The platform is live at canemah.org/projects/ecoSPLAT/viewer/.

The metadata for these stations and their ecosystems is still being added over the coming days, but the skeleton is ready to explore.

It is, in functional terms, the Macroscope interaction model I prototyped with LaserDiscs in 1988, except that it runs in a browser and the data is three-dimensional.

But I want to be careful. This is an experiment, not a product. SHARP’s depth estimation is not LiDAR-grade. The reconstructions contain artifacts – atmospheric fill, depth-plane slices at object boundaries, scale ambiguities. I have spent weeks building filtering tools to separate physical surfaces from computational noise, and the problem is not solved. The terrariums are explorable approximations, not survey-quality models, with error characteristics I am still working to quantify.

What excites me is not the precision but the economics. The entire capture apparatus is a five-hundred-dollar consumer camera. The processing requires no specialized hardware. The skill required is the ability to press a shutter button. This is the same threshold that made iNaturalist transformative – not because phone-camera identification replaced taxonomic expertise, but because it made ecological observation participatory at a scale that generated scientifically useful data despite its imperfections.

The Virtual Field Project already proved that distributed volunteers can produce standardized 360 imagery on a seasonal protocol. That infrastructure exists. The question I am now testing is whether 3D reconstruction can transform that proven collection model into something structurally quantitative – whether the terrarium, which emerged from a pandemic emergency, might scale into a tool for characterizing ecological structure across sites, seasons, and years.

I am calling this concept SCOPE: Science Community Observatory for Participatory Ecology. (It is no coincidence that my Macroscope contains a SCOPE, but that’s another essay to come.) SCOPE has the potential to be a distributed network of contributors generating standardized three-dimensional structural documentation of environments using consumer cameras, processed through automated pipelines, and accessible through multi-scale visualization platforms. The “planetary” refers both to geographic scope and to the fact that SHARP does not care about biology or atmosphere – it cares about pixels. An equirectangular panorama from a lunar rover runs through exactly the same pipeline as one from an Oregon forest.

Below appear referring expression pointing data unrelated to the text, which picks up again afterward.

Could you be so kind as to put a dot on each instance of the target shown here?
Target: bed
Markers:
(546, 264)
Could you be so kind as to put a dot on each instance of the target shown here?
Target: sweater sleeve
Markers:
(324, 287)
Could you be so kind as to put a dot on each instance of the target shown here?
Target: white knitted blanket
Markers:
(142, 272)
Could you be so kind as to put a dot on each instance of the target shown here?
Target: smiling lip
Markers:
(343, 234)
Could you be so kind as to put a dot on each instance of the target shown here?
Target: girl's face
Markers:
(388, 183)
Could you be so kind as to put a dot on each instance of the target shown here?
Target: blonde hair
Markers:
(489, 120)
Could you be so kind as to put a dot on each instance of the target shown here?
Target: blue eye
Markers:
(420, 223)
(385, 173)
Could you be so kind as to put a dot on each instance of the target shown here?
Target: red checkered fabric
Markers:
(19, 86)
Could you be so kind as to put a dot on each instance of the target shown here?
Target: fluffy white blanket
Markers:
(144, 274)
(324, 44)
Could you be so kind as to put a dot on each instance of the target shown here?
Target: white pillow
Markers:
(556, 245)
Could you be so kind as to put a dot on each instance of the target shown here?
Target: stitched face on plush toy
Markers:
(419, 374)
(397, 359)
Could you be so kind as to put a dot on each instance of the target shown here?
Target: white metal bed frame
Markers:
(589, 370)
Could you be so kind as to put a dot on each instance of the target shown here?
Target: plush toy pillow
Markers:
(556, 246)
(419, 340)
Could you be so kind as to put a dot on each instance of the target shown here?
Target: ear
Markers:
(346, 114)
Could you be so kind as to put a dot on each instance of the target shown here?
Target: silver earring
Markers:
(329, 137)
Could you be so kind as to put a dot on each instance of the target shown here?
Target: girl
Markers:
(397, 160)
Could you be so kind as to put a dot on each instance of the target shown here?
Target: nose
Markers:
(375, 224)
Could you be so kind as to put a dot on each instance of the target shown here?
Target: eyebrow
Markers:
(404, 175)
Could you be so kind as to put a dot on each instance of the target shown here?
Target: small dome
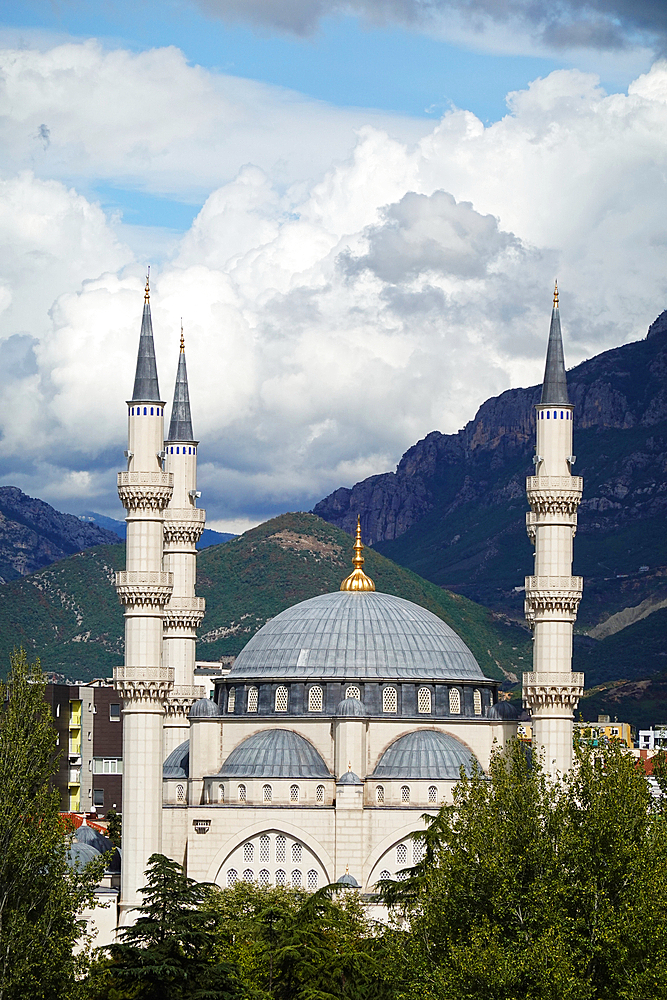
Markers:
(205, 708)
(274, 753)
(80, 855)
(351, 706)
(177, 764)
(504, 710)
(425, 754)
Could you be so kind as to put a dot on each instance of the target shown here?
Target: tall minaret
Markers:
(143, 588)
(183, 525)
(551, 692)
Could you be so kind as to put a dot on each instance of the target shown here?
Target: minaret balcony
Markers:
(145, 490)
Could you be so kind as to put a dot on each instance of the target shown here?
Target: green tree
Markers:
(41, 896)
(170, 952)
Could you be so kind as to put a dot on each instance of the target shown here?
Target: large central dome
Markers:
(357, 635)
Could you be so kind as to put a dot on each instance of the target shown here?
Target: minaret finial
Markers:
(357, 580)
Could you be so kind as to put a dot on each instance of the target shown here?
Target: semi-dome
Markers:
(274, 753)
(177, 764)
(360, 635)
(425, 753)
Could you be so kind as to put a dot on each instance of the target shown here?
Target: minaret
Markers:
(551, 692)
(143, 588)
(183, 526)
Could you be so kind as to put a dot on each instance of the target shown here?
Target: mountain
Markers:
(209, 537)
(454, 510)
(69, 616)
(33, 534)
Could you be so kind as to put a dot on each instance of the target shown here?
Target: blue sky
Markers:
(357, 208)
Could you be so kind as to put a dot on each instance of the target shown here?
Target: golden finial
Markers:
(357, 580)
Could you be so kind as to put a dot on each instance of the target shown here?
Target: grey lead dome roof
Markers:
(359, 635)
(425, 753)
(274, 753)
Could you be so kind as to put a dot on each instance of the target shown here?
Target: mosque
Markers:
(347, 716)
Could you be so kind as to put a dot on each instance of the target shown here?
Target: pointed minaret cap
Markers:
(180, 425)
(146, 385)
(357, 580)
(554, 387)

Whether this is viable depends on questions I cannot yet answer. Can the reconstructions support meaningful comparison across sites? Can the filtering pipeline separate ecological signal from computational artifact? Can the protocol be simplified enough for genuine citizen science adoption? These are empirical questions that I am actively tinkering with (along with too many other things ;-).

What I know is this: a pandemic forced a network of field stations to build virtual experiences for stranded students, and that emergency infrastructure turned out to contain the seed of something none of us anticipated. The terrarium was not designed as a unit of planetary observation. It was designed to get an ecology student through a semester without a bus to the field station. The fact that it might become something more is a reminder that the most productive scientific tools often emerge not from grand plans but from urgent, practical responses to immediate problems.

The technologies that arrived in the last two years – monocular 3D reconstruction, Gaussian splatting, AI-assisted coding that lets a solo researcher build a browser platform that would have required a team – are what finally made the experiment possible. But the experiment is young, the data is preliminary, and the hardest questions are still ahead. I am not announcing an observatory. I am describing a hypothesis, and testing it in the field, which is where hypotheses belong.